The Who, What, Why

14 Nov

The Who

Sandra Harding and Julia Wood: Standpoint Theorists

Sandra Harding: Philosopher of science, University of California, Los Angeles.

Julia Wood: Professor of communications at the University of North Carolina, Chapel Hill.

The What

Standpoint: The position in which we find ourselves and view the world around us; our vantage point, location, viewpoint, perspective, outlook of the world.

Standpoint theory per A First Look at Communication Theory: “Different locations within the social hierarchy affect what is seen. The standpoints of marginalized people provide less false views of the world than do the privileged perspectives of the powerful. Strong objectivity requires that scientific research start from the lives of women, the poor, gays and lesbians, and racial minorities.”

 Quotes from Harding and Woods

“The social groups within which we are located powerfully shape what we experience and know as well as how we understand and communicate with ourselves, others and the world.”

“More than a variable, gender is a system of meanings that sculpts individuals’ standpoints by positioning most males and females in disparate material, social and symbolic circumstances.”

“A culture is not experienced identically by all members. Cultures are hierarchically ordered so that different groups within them offer dissimilar power, opportunities, and experiences to members.”

[Harding regards all perspectives as partial, but she insists that some standpoints are] “more partial than others since different locations within social hierarchies affect what is likely to be seen.”

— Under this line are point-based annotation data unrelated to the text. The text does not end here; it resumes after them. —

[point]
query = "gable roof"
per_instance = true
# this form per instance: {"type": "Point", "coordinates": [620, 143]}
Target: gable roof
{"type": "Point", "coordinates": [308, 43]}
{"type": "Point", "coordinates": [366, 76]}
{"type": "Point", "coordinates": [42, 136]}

Harding and Wood believe that marginalized groups, especially women, have a less partial standpoint and better perspective on well, life as a whole. They believe that to research any scholarly subject you must first start with the standpoint theory in mind. Harding and Wood agree that not all women think alike nor do all men think alike. However, seeing as how men have more power in our society it is safe for Harding and Wood to conclude that women then have less power and therefore a different (and to them a more reliable) standpoint. “The social group that gets the chance to define the important problematics, concepts, assumptions, and hypotheses in a field will end up leaving its social fingerprints on the picture of the world that emerges from the results of that field’s research process” exclaims Harding.

According to A First Look at Communication Theory “ Standpoint theorist emphasize the importance of social location because they are convinced that people at the top of the societal hierarchy are the ones privileged to define what it means to be female, male, or anything else in a given culture.”